Philip on ski patrol at Silver Star Mountain Resort
We first met with Philip Pool and his family in late January, 2010, while Philip was a Hospice House resident. Philip’s wife Debra and three of their six children, Gillian 17, Thomas 14 and Matthew 12 were present to share their Hospice experiences with us. Their eldest child, Andrew 19, was competing in Lake Placid, New York, as part of the Can West Provincial Mogul Team and he participated in this article via email.
Philip was originally at Hospice for a five day respite admission to monitor a change in his cancer medication. Although the Pools had some prior contact with hospice palliative care through family and friends, this was their first experience with Hospice House.
“We were switching the medication so that we could make our last Christmas together the best Christmas ever,” states Debra. “We were surprised when our family physician suggested that Philip apply for a day pass at Christmas, instead of coming home to stay. We were going to nurse him at home, but once we saw how comfortable the kids were at Hospice House, it made sense for him to stay.”
Philip’s whole family has been part of his care plan. They are relieved at how open and individualized it is. Philip was able to go home for Christmas, New Year’s, as well as additional days when he could. “Hospice is a house that’s open with the thought of regular life,” states Debra.
“I am able to be his wife and not have to be his caregiver. There is so much peace for me at night when I leave, I don’t have to worry about him,” says Debra. “Hospice House is your home. It’s a place where you can treat your days as normal as possible until the end. The time spent with Philip at Hospice is quality time. The kids can come and visit, do puzzles and even stay overnight in Philip’s room.”
“We can visit him without having to deal with the hard parts,” explains Gillian. “Hospice has really helped my peace of mind in knowing that my dad has everything he needs at his disposal to comfortably spend each day that I cannot be with him,” says Andrew.
The Pools have hosted dinner parties and maintained date nights while at Hospice. Philip and Debra’s 11 year old daughter, Elizabeth, has learning disabilities, but the Pools have never had to worry about her while visiting Hospice. She has helped volunteers at mealtime and in folding laundry. “This just reinforces the whole family environment,” explains Debra.
“Hospice House is equipped to allow you to maintain as much independence and dignity you can handle,” says Philip. “The amount of staff and volunteer support at Hospice is outstanding and the facility is always immaculate. There are always choices at mealtime, they try and accommodate you in any way possible. You don’t feel like you’re in an institution. I like that I can have a bath when it’s convenient for me and the staff, not just because Monday night is bath night.”
“Hospice House is a gift to the community,” remarks Debra, “our friends have been so moved when they come and see how lovely it is. There may be apprehension for some before they walk through the doors, but once you are at Hospice there is a peace that only exists at Hospice. I believe that my kids will have the best memories possible, while watching their father pass away.”
Debra and Gillian are touched by the compassion of both staff and volunteers. Gillian smiles as she remembers coming in one day to see a nurse rubbing Philip’s feet with cream to help his circulation. Debra is interested in taking the volunteer training at some point and is aware of the integral part volunteers play in all programs and services at Hospice and in the community. “I was so moved when I attended one of the volunteer-run memorial services that take place here every two months.”
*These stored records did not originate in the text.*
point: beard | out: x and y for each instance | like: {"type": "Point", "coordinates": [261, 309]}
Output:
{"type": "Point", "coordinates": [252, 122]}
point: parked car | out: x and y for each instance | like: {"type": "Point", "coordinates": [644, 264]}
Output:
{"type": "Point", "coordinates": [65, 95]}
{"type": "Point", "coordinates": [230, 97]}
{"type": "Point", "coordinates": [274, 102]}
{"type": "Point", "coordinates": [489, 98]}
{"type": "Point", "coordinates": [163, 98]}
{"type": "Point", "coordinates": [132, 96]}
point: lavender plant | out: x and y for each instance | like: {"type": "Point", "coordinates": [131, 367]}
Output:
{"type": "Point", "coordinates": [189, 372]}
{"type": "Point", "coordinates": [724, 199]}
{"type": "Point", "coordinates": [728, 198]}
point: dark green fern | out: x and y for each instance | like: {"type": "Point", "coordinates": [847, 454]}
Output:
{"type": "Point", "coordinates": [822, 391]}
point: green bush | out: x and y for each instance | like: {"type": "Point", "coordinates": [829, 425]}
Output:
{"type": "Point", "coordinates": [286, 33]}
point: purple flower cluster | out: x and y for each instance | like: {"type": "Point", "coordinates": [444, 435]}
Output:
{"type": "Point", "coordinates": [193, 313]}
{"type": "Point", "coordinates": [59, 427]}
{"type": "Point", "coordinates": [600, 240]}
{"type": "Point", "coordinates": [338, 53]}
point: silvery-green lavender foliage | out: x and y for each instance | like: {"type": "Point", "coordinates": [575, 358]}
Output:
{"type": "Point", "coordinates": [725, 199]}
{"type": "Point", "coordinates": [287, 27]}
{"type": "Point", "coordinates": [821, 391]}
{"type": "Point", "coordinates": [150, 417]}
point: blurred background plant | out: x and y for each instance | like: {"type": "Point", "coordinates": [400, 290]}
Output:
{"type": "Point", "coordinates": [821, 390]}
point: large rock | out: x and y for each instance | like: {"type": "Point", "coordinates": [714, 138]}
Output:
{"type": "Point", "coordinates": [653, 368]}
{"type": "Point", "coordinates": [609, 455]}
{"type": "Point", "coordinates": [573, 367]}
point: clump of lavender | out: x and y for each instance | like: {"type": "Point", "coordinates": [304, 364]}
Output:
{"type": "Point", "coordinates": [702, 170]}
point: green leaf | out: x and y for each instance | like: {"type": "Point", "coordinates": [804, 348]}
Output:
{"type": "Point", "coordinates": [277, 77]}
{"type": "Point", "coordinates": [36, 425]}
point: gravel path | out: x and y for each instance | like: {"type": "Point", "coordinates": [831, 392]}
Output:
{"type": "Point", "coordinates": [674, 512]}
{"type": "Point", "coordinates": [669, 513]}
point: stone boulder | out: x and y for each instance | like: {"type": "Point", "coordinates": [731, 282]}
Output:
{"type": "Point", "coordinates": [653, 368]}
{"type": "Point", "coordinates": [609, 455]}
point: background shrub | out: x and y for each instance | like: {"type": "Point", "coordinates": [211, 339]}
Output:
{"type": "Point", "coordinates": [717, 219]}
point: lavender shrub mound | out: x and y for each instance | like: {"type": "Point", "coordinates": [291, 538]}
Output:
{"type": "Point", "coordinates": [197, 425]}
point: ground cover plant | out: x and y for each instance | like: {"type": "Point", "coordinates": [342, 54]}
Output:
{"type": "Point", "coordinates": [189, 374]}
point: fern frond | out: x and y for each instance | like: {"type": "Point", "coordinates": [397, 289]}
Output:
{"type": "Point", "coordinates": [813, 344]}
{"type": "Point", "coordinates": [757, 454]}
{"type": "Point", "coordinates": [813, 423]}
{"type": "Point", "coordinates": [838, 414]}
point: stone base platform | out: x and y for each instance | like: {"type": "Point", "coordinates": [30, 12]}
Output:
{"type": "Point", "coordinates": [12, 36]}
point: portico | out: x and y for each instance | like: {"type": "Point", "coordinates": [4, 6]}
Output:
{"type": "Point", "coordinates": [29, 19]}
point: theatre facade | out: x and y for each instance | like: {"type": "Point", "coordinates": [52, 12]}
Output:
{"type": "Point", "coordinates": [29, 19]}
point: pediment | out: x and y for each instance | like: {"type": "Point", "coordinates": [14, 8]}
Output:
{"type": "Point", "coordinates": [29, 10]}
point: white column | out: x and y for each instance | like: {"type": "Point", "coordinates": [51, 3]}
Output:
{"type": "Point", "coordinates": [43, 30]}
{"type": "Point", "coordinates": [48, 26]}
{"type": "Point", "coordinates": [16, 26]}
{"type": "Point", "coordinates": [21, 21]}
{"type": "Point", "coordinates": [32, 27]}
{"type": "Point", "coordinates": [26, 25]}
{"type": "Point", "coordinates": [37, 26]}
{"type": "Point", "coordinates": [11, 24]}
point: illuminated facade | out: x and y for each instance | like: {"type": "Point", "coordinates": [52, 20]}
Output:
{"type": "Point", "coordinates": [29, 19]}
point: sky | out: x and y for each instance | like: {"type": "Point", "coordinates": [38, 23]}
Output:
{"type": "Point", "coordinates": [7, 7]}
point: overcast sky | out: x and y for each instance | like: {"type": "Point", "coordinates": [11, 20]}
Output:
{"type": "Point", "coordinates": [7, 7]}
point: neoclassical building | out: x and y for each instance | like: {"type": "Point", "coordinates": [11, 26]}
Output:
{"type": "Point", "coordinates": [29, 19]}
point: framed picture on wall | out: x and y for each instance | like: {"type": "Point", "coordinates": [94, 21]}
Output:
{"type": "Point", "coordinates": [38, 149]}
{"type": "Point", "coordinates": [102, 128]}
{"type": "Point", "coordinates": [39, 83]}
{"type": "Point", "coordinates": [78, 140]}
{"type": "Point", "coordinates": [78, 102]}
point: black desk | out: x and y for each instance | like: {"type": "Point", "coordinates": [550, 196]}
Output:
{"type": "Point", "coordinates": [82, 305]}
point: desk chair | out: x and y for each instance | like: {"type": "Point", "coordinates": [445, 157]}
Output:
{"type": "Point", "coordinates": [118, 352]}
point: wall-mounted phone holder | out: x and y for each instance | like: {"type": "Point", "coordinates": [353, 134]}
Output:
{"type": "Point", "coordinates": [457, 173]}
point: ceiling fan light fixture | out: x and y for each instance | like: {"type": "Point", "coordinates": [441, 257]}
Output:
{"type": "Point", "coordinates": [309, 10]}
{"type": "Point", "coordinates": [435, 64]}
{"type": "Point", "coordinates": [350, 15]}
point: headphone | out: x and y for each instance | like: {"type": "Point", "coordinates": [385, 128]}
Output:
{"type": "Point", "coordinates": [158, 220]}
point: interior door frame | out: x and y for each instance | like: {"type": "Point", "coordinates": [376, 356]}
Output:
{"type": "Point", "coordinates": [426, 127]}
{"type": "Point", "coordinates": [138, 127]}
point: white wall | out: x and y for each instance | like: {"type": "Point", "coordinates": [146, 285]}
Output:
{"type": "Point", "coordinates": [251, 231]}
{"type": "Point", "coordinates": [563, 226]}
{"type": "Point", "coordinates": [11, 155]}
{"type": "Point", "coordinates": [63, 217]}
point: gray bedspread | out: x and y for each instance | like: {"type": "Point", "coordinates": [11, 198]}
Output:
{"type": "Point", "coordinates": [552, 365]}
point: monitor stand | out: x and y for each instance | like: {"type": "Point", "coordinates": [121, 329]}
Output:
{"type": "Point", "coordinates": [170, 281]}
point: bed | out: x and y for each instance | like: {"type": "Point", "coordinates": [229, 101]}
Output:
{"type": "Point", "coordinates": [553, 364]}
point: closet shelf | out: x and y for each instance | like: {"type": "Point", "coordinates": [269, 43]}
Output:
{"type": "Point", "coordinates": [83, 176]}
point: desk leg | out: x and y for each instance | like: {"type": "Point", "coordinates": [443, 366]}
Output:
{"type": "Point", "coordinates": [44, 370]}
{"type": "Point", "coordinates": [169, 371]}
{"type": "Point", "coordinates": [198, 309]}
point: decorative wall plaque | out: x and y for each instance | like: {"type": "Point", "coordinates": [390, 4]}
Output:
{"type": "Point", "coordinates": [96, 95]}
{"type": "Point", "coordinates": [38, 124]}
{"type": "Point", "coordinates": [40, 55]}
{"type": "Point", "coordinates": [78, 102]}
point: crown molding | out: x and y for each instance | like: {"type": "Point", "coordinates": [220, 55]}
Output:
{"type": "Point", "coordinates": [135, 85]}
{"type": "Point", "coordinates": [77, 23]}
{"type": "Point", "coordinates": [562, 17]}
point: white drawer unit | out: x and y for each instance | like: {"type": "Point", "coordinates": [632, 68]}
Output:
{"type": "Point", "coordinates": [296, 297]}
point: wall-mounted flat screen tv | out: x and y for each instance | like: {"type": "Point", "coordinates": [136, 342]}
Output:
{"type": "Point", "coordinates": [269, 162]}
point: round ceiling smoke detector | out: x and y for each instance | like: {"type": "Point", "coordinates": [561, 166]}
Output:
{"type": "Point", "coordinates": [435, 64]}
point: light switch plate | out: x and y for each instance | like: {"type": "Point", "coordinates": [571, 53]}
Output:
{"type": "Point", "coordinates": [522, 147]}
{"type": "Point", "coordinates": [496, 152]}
Grief and bereavement counselling services are available at Hospice. Debra took advantage of the anticipatory grief counselling services when she first received the news that Philip wasn't going to be going home. The kids haven’t accessed Hospice counselling services yet, as they have been supported by family, friends, McMurtry Baerg Cancer Centre and school counsellors.
Philip’s journey was made complete with Debra and Andrew by his side on March 15. Gillian was on her way from work and Thomas was arriving from Ontario at 7:30 pm. At Debra’s request, Hospice staff kept Philip at Hospice until Thomas could come and say good-bye. “There’s a beautiful continuity with Hospice,” explains Debra, “there’s the same compassion and dignity for everyone who experiences it.”
The Pool family has donated to Hospice in the past and will continue to do so through memorial giving on Philip’s behalf. Hospice relies on the generosity of the community to ensure the delivery of quality programs and services.
“Hospice allows you to live life to the fullest, until the end, whether it’s 3 or 20 weeks. Everyone at Hospice works together to achieve the same goal,” reflected Philip, “to provide quality end of life care.”